UNITED NATIONS -- If you want to know the impact of the conflicts in Syria, Iraq and Yemen, the violence in Nigeria, Democratic Republic of the Congo, Central African Republic, and South Sudan, look to the next generation.
“Children do not bear any responsibility for the bombs and bullets, the gang violence, persecution, the shriveled crops and low family wages driving them from their homes,” the report says. “Their world is no place for a child.”
In a video sent to CBS News by UNICEF Communications Specialist Najwa Mekki, we meet one of the children who was among those interviewed for the report, Mustafa.
Of the estimated 50 million children worldwide who have fled their homes -- 28 million due to conflict and the rest to escape extreme poverty, trafficking kidnapping or rape, he’s one of the lucky ones.
Mustafa fled with his mother and some of his siblings when he was 13. His father is still in Iraq, his sister in Syria. He traveled overland from Syria to Turkey, by boat from Turkey to Greece, and was resettled with some of his family in Hof, Germany, a relatively small Bavarian town.
“I feel safe,” Mustafa says, a year after being resettled. He seems older than his now-14 years. He says he understands that people might fear the new refugees, and says it’s their “right” to ask questions.
“Maybe you’d think they’ll come here and blow themselves up,” he says, but then goes on to explain that he came because there is a war in his country, and “we’re people just like you.”
Emily Garin, a Policy Specialist in the Division of Data, Research & Policy at UNICEF, who was the principal author of the report, told CBS News that one of the biggest challenges still facing the agency “is that there are an unknown number of children who are migrating under crisis circumstances who don’t qualify for protection, and are then subject to the whim of immigration authorities.”
“Sometimes it ends well for children, they are allowed in and there is a recognition of their vulnerability; but many times it does not end well and children are treated as anyone else, and they can be sent back to places where their futures are uncertain, or in the worst cases, where their futures are certainly bad.”
While they are not refugees -- a definition granted only to those fleeing armed conflict -- Garin says these children are crisis migrants, and their plight is what UNICEF wants to highlight.
In a briefing to reporters, Justin Forsyth, UNICEF Deputy Executive Director said the report makes several recommendations for these children; protect child refugees and migrants, particularly unaccompanied children, from exploitation and violence, end the detention of children seeking refugee status or migrating, and keep families together and give them access to health and education.
In addition, the report recommends measures to prevent these kids becoming marginalized in their adoptive homes, and urges all efforts to resolve the wars and extreme conditions that lead to their exodus.
“What price will we all pay if we fail to provide these young people with opportunities for education and a more normal childhood?” asks UNICEF Executive Director Anthony Lake.
Most children are not as fortunate as Mustafa.

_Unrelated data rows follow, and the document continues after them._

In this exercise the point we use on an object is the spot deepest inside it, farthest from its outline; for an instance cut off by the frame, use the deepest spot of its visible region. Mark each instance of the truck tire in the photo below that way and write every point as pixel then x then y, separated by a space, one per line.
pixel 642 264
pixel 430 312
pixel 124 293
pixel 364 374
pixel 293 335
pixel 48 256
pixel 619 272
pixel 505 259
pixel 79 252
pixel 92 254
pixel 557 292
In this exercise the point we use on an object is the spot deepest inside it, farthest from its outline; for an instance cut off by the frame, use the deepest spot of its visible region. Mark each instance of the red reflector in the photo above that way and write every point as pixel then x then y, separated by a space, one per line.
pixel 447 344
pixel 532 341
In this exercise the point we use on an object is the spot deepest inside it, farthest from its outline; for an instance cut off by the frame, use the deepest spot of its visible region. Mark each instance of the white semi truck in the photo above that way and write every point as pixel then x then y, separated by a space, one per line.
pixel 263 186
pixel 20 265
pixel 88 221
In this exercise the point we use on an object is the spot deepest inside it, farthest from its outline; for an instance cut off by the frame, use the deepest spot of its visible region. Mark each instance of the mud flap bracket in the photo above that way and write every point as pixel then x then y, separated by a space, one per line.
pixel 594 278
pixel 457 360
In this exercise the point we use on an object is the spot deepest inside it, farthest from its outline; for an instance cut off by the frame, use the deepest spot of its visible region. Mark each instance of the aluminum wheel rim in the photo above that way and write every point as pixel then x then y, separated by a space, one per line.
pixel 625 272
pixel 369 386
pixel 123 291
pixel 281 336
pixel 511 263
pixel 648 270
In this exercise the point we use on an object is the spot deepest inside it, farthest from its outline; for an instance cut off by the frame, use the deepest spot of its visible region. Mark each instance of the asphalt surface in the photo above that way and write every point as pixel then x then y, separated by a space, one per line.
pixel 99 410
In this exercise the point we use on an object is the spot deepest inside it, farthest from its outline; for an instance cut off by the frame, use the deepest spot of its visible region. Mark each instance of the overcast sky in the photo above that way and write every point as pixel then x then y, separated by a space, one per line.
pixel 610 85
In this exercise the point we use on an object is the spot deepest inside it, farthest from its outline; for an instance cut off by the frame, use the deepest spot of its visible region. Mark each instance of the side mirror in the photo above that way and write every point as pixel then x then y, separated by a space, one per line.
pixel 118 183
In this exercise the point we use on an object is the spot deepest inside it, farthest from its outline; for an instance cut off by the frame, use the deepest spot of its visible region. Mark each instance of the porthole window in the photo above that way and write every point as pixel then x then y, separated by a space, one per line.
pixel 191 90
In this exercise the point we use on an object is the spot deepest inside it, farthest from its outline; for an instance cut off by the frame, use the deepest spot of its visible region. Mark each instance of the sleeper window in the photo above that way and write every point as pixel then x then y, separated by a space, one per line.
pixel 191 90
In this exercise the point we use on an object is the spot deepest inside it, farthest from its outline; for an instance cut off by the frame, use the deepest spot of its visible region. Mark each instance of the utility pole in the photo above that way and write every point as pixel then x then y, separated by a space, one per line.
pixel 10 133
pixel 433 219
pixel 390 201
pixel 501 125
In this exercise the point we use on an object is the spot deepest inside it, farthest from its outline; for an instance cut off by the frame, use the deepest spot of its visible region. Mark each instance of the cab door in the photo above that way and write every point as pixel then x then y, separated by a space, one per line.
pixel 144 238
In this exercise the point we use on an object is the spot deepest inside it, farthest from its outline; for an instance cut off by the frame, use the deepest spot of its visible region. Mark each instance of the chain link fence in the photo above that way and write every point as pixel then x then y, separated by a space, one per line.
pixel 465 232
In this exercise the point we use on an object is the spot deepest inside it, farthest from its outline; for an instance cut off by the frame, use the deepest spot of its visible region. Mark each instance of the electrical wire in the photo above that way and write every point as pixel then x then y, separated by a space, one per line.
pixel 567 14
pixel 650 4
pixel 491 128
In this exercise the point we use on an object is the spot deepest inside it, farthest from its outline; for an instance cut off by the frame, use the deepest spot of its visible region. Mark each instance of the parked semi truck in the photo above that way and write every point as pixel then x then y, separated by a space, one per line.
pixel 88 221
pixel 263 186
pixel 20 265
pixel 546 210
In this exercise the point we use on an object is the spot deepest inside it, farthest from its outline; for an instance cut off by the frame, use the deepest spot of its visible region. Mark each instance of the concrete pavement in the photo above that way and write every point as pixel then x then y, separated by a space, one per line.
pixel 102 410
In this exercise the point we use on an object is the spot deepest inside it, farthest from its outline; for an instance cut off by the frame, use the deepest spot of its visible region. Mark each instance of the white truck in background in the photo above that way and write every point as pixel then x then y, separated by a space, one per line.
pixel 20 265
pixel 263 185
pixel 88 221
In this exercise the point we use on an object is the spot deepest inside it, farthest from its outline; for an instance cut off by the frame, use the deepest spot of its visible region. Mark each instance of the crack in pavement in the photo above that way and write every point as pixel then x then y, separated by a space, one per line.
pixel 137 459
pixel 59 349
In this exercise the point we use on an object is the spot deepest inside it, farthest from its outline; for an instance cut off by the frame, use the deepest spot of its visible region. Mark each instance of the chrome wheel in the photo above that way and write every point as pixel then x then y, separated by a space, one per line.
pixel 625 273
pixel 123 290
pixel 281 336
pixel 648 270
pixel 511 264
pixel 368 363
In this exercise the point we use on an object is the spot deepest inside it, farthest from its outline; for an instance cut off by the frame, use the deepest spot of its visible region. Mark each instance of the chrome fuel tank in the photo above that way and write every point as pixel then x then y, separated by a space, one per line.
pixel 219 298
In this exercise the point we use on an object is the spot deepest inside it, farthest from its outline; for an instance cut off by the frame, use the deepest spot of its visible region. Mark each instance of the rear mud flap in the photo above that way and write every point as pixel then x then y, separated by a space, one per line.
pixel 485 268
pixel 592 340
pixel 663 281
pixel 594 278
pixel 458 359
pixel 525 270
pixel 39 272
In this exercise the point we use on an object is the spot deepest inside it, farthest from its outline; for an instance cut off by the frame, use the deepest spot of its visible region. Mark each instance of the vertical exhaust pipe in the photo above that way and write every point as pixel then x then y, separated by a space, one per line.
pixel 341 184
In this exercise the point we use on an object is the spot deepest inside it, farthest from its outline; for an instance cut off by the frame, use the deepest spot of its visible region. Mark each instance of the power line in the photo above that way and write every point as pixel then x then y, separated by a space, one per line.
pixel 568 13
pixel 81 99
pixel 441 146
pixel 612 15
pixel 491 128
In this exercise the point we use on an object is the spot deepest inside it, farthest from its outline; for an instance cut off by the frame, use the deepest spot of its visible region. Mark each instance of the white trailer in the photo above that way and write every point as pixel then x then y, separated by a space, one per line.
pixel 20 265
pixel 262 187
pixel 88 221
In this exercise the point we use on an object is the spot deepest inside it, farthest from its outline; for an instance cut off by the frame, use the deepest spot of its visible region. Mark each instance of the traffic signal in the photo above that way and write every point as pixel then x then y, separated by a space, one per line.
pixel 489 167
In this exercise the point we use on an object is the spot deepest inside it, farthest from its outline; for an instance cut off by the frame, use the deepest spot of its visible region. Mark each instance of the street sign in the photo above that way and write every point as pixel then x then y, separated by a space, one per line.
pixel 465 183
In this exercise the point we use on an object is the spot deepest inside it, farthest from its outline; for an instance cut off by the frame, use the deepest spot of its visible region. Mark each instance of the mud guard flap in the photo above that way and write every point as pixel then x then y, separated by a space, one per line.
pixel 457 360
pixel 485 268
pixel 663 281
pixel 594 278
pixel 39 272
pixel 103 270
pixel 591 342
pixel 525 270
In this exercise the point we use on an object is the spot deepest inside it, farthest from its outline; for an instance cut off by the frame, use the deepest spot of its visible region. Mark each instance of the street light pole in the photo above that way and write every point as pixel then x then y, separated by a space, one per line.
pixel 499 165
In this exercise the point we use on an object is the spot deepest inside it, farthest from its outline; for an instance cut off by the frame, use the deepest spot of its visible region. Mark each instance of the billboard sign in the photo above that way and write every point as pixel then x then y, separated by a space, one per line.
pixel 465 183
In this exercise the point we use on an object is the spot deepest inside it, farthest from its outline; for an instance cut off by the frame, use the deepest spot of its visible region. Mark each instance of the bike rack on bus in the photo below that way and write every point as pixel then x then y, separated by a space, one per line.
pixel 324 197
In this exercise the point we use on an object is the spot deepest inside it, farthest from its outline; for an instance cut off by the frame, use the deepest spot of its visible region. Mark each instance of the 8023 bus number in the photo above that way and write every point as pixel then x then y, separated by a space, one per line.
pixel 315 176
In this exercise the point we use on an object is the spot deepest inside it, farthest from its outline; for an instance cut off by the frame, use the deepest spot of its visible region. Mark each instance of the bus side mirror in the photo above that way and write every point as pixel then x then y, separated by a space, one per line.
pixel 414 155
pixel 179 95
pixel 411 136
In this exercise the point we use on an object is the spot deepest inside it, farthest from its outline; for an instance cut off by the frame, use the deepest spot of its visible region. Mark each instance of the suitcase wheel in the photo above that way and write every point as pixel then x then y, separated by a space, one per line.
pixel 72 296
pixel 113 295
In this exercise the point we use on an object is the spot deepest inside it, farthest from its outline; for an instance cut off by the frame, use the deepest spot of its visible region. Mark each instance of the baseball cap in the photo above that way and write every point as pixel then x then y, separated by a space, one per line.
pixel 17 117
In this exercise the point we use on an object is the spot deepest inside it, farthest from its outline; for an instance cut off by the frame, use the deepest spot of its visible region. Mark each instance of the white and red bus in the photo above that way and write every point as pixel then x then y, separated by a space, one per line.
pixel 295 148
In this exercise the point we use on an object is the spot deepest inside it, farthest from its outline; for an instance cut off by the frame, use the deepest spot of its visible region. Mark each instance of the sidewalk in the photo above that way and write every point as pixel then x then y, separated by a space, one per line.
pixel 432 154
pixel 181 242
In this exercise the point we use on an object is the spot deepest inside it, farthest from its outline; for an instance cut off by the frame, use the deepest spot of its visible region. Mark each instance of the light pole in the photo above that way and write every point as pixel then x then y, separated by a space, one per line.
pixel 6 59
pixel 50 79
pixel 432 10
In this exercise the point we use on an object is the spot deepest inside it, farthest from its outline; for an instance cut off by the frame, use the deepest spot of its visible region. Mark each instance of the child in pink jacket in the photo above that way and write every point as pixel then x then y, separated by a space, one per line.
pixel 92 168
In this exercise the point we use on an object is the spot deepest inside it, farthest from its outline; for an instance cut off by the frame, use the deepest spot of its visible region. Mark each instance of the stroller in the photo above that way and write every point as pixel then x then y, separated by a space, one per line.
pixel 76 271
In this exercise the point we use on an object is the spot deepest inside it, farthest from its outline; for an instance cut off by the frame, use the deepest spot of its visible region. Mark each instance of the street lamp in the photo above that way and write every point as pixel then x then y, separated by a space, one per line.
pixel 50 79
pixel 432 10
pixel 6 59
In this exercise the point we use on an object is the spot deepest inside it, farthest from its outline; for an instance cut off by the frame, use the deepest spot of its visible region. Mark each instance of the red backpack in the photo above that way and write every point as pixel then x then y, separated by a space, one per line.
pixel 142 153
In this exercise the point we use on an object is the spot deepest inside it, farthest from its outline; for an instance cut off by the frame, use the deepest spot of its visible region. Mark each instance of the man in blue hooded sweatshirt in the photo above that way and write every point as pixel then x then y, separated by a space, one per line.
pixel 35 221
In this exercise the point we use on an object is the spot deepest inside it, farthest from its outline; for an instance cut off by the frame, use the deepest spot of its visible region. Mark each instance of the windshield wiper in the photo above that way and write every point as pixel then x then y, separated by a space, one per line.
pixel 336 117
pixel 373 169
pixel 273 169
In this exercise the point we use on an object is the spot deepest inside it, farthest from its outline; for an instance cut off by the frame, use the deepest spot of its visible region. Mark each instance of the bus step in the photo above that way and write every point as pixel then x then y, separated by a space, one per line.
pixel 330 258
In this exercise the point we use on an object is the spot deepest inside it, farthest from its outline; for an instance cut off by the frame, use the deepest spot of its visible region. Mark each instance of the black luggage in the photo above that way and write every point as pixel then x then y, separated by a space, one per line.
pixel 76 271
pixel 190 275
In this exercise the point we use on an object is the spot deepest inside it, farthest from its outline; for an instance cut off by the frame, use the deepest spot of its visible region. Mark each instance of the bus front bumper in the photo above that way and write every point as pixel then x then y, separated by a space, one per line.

Last year 100,000 unaccompanied minors applied for asylum in 78 different countries -- three times the number of the year before, and the numbers are rising.
The number of, without healthcare, and in many cases without proper processing, who have left their homes is staggering: 20 million international child migrants are on the run for reasons ranging from gang violence to risk of abuse, the report says, because they have no documentation.
They are, in essence, “falling through the cracks.”
Turkey hosts the largest total number of recent refugees and, relative to its population, Lebanon hosts the largest number of refugees.
The report also compares regions and countries: 1 in 5 people in Lebanon is a refugee. “By comparison, there is roughly 1 refugee for every 530 people in the United Kingdom; and 1 for every 1,200 in the United States.”
The 71-page report contains sobering statistics on child refugees and migrants around the world: 1 in 3 children living outside their country of birth is a refugee.
Because the U.N. General Assembly debate later this month will have twin summits on refugees and migrants -- one hosted by the U.N., another by President Obama -- the idea behind the report, Forsyth said, is to make sure refugee children are a large part of the focus of these debates when the world leaders gather on September 19 and 20.
The U.N. Refugee Convention and the Convention on the Rights of the Child offer protection to children by state parties, but the reality, Forsyth said, is different: the purpose of the report is to send a message that all children must be protected: “Let children be children.”